The Challenge with Traditional Streaming
As organizations increasingly rely on real-time operational intelligence, traditional streaming architectures can become bottlenecks. Managing message buses, schema registries, and connector frameworks creates a significant operational burden, diverting engineering resources. Duplicate storage increases cloud costs, and multi-hop architectures can introduce latency. Data in transit too poses governance and compliance risks.

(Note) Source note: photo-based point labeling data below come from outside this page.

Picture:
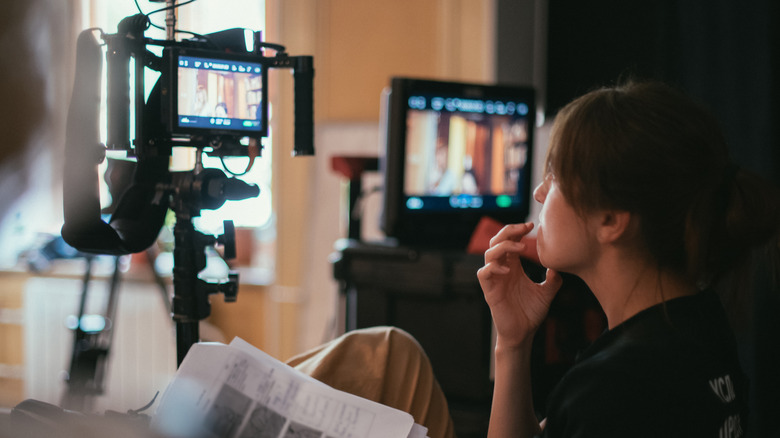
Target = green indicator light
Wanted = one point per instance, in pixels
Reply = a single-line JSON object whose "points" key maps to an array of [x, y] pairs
{"points": [[504, 201]]}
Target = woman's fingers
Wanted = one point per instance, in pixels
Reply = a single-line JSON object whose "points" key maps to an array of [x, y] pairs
{"points": [[512, 232]]}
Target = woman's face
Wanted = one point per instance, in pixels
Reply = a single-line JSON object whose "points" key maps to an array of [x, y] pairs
{"points": [[564, 239]]}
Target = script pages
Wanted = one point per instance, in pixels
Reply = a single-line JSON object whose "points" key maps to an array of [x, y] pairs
{"points": [[238, 391]]}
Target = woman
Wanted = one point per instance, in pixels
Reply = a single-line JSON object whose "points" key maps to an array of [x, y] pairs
{"points": [[641, 201]]}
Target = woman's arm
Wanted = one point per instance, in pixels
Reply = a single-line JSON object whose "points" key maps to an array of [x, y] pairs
{"points": [[518, 307], [512, 412]]}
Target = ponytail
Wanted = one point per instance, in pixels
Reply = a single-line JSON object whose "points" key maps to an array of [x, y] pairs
{"points": [[731, 229]]}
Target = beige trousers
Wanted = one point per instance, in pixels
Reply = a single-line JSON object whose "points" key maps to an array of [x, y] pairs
{"points": [[386, 365]]}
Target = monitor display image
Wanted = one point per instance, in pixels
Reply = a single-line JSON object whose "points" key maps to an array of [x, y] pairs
{"points": [[455, 153], [220, 94]]}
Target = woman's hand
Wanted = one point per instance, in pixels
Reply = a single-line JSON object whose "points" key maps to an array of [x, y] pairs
{"points": [[518, 305]]}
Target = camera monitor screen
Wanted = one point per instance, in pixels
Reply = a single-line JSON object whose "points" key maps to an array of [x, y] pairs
{"points": [[455, 152], [219, 93]]}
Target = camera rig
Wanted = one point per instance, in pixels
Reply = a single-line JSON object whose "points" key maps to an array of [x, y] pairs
{"points": [[180, 111]]}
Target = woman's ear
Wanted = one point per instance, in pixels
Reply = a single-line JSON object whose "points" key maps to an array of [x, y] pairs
{"points": [[615, 225]]}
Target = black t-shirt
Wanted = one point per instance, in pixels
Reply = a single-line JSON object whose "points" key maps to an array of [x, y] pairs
{"points": [[670, 371]]}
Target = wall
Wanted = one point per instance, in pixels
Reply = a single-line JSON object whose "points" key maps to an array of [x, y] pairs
{"points": [[357, 46]]}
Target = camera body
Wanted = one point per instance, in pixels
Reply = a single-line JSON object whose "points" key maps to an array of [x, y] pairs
{"points": [[211, 95]]}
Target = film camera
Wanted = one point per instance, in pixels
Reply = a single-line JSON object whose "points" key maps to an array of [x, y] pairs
{"points": [[211, 95]]}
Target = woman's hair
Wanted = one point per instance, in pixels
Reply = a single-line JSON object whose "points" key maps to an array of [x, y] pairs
{"points": [[648, 149]]}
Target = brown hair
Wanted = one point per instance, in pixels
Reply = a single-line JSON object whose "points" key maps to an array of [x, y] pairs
{"points": [[648, 149]]}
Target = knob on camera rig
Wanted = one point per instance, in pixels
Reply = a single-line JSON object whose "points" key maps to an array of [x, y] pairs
{"points": [[180, 111]]}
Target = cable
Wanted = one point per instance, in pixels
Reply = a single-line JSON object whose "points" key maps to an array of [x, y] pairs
{"points": [[174, 6], [162, 10]]}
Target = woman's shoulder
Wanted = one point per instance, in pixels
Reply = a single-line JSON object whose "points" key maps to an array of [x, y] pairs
{"points": [[656, 363]]}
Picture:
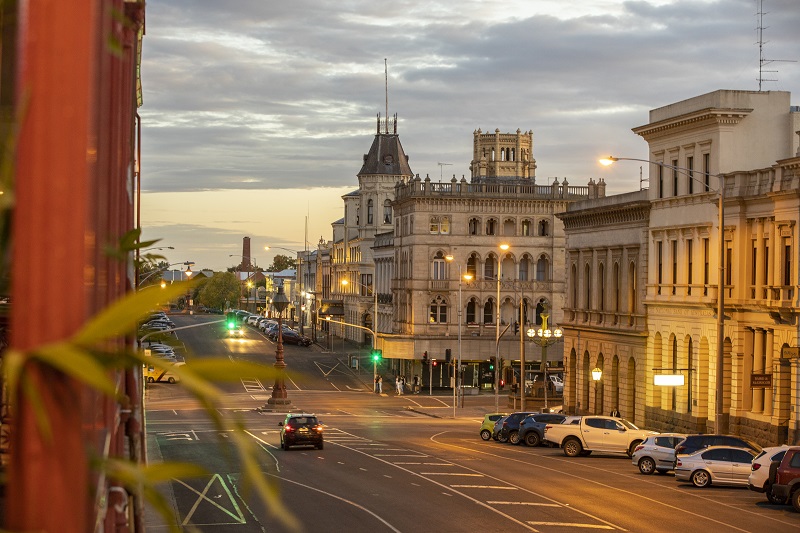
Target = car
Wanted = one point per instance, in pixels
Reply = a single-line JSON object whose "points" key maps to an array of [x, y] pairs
{"points": [[531, 429], [487, 425], [692, 443], [759, 480], [722, 465], [509, 432], [301, 429], [657, 453]]}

Introducing Zerobus Ingest
Zerobus Ingest, part of Lakeflow Connect, offers a simplified architecture by streaming data directly into governed Delta tables, eliminating intermediate layers. According to Databricks, this approach slashes costs and reduces tool sprawl. The service supports thousands of concurrent connections and can achieve over 10GB/second of aggregate throughput to a table in under 5 seconds.1
The Single-Sink Advantage
Traditional message buses like Kafka are designed as multi-sink architectures, routing data to numerous consumers. Zerobus Ingest, however, employs a single-sink architecture optimized for pushing data directly to the lakehouse. This focused approach is intended to deliver significant cost reductions.1
Key Features and Benefits
- Scalable Performance: Zerobus Ingest delivers near real-time data ingestion – within as little as five seconds – with throughput up to 100MB/s per connection and over 10GB/s aggregate table throughput.2
- Simplified Infrastructure: By eliminating unnecessary data hops, Zerobus Ingest reduces the cost and complexity of traditional message bus architectures.2
- Databricks Integration: Built on open standard Delta tables, Zerobus Ingest provides unified governance via Unity Catalog and full integration with Databricks analytics and AI tools.2
- Flexible APIs: Supports persistent gRPC streams and stateless REST APIs for various data volumes.2
- Variant Type Support: Ingests JSON data via the Variant type with durable buffering.2
Impact on the Data Ecosystem
Databricks is positioning Zerobus Ingest as an alternative to platforms like Apache Kafka, particularly for organizations focused on a lakehouse architecture. Bilal Aslam, Databricks senior director of product management, noted that 30 to 40 percent of Databricks’ customers already have real-time or near-real-time data streaming applications.3 The service is expected to accelerate the implementation of real-time analytics and AI applications, with potential benefits for cybersecurity, IoT, and manufacturing leverage cases.
Partner Opportunities
Databricks partners, including system integrators and solution providers, can leverage Zerobus Ingest to deliver faster time-to-value for Databricks-based systems. Implementation times can be reduced from weeks or months to just hours.3 The new product also opens opportunities for modernization projects around legacy systems.